Negara yang serius membangun masa depan tidak takut pada suara yang kritis. Justru kritik berbasis pengetahuan adalah aset, bukan ancaman. Dengan memberi ruang struktural bagi sarjana, kekuasaan memperoleh mitra berpikir yang mampu melihat lebih jauh dari siklus elektoral dan kepentingan sesaat.

Jika keterlibatan ini dibangun secara konsisten, maka ilmu tidak lagi bergantung pada kedekatan personal atau momentum politik. Ia menjadi bagian dari mekanisme negara itu sendiri. Inilah bentuk kekuasaan yang tidak alergi terhadap pengetahuan, dan bangsa yang tidak menyia-nyiakan kecerdasan anak-anaknya.

Partai Politik sebagai Sekolah Gagasan

Jika kekuasaan adalah tujuan, maka partai politik adalah jalannya. Karena itu, pembenahan hubungan antara ilmu dan kekuasaan tidak mungkin dilepaskan dari peran partai. Selama ini, banyak partai lebih sibuk mengelola kemenangan elektoral daripada membangun kedalaman gagasan. Politik diperlakukan sebagai soal strategi meraih suara, bukan sebagai ruang perumusan arah bangsa.

Padahal, partai politik seharusnya menjadi tempat lahirnya ide-ide kebijakan yang matang. Di sanalah kader ditempa, bukan hanya untuk pandai berpidato atau membangun citra, tetapi untuk memahami persoalan publik secara utuh. Tanpa fondasi pengetahuan, kader politik mudah terjebak pada keputusan jangka pendek yang populer namun rapuh.

Menjadikan partai sebagai sekolah gagasan berarti mengembalikan fungsi intelektual politik. Riset, diskusi kebijakan, dan pembacaan data publik harus menjadi bagian dari proses kaderisasi. Bukan sebagai aktivitas sampingan, melainkan sebagai kebutuhan utama. Dengan cara ini, ketika kader memasuki lembaga legislatif atau eksekutif, mereka tidak datang dengan tangan kosong, tetapi membawa pemahaman dan kerangka berpikir.

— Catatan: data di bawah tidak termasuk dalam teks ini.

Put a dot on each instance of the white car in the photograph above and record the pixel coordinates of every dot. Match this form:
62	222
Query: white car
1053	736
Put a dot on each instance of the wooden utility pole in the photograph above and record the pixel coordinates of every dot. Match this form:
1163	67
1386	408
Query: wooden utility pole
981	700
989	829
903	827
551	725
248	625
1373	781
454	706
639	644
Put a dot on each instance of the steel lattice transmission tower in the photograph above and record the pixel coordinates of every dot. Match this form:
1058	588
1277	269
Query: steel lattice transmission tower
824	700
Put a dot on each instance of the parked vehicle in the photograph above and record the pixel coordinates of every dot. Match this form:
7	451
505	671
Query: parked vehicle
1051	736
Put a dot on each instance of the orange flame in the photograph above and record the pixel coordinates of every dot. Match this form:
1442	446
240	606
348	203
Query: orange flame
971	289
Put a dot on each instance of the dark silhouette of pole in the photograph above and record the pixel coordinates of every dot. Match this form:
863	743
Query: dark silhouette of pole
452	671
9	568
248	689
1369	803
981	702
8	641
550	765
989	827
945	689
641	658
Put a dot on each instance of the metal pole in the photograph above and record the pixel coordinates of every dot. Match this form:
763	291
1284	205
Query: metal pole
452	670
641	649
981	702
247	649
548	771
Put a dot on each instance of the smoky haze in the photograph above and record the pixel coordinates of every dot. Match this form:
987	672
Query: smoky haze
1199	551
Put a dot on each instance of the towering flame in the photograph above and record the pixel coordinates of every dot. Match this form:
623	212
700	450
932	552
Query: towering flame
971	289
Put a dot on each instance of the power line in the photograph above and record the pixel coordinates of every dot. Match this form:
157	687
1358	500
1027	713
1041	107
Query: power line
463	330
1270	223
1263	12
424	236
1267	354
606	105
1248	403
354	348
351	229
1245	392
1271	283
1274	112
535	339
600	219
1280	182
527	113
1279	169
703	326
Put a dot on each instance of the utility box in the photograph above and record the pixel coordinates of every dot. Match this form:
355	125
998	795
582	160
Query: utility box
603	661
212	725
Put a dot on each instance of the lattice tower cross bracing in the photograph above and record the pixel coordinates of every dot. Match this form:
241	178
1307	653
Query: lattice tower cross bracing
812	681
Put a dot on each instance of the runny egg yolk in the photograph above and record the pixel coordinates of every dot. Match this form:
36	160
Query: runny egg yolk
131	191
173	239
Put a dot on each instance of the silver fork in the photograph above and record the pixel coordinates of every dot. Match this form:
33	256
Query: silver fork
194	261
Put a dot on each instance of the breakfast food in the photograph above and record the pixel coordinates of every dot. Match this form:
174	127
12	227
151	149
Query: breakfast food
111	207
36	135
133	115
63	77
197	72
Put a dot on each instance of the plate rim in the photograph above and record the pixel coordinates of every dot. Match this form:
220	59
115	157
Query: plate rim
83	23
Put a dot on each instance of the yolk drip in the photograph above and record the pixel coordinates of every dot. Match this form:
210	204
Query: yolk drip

Langkah ini juga memperkecil jarak antara ilmuwan dan politisi. Partai dapat menjadi jembatan yang mempertemukan keduanya dalam ruang yang setara. Ilmu tidak diposisikan sebagai suara luar yang mengganggu, melainkan sebagai sumber daya internal yang memperkaya keputusan politik. Politik tetap bersifat kompetitif, tetapi kompetisi itu berlangsung pada tingkat gagasan, bukan sekadar slogan.

Perubahan semacam ini memang tidak menghasilkan efek instan. Namun justru di situlah nilainya. Partai yang serius membangun basis pengetahuan sedang menanam investasi jangka panjang bagi kualitas demokrasi. Dari sanalah kekuasaan belajar berpikir, dan dari sanalah kebijakan publik menemukan akarnya.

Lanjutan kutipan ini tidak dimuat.